La grande corsa della pandemia globale non accenna a fermarsi, con vittime di Coronavirus in aumento anche tra anche tra medici e infermieri. Sono proprio queste due categorie quelle coinvolte in prima fila contro questo nemico invisibile, mettendo a rischio la propria vita per salvare quella di tante altre. “Ci rivedremo, questo non è un addio”. Parlava così Sergio Humberto Padilla Hernandez in un videomessaggio registrato per i propri cari, poco prima dell’intubazione endotracheale. Purtroppo però, come scrivono i media locali, Sergio è poi deceduto in ospedale in giorno seguente quel video. Originario dello Stato di Chihuahua (Stati Uniti del Messico), il 28enne, infermiere messicano, si trovava in ospedale, ricoverato dopo aver contratto il Covid.

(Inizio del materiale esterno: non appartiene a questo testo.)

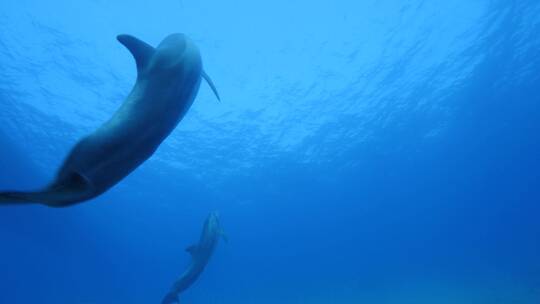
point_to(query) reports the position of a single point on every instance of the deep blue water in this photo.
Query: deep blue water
(363, 152)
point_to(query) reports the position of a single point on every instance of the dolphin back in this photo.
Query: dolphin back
(170, 298)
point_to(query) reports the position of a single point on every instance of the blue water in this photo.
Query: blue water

“Ebbene, è arrivato il momento della verità. Mi sottoporrò all’intubazione endotracheale, voglio che, succeda quello che succeda, sia fatta la volontà di Dio e mi ricordiate sempre per quello che sono stato e per quello che sono, perché voglio ritornare”, ha detto Sergio nel suo video dall’ospedale. E ancora: “Questo non è un addio, sono sicuro che ritornerò, in qualche giorno recupero e riprenderemo di nuovo, tornerò a vedervi, amici, famiglia, vi amo e so che state pregando per me”. “Ci vediamo”, ha concluso l’infermiere specificando nel filmato che il suo era solo un arrivederci.
Le condizioni di Sergio però si sono aggravate e il virus non gli ha lasciato scampo. Secondo la ricostruzione dei media locali infatti, l’infermiere avrebbe registrato il video il 5 novembre per poi morire giorno dopo. Alla famiglia aveva detto: “Tornerò a vedervi, amici, famiglia, vi amo e so che state pregando per me”. La sua morte ha segnato profondamente tutta la città, intorno al dolore della famiglia si è stretta l’azienda sanitaria e la scuola frequentata dal 28enne.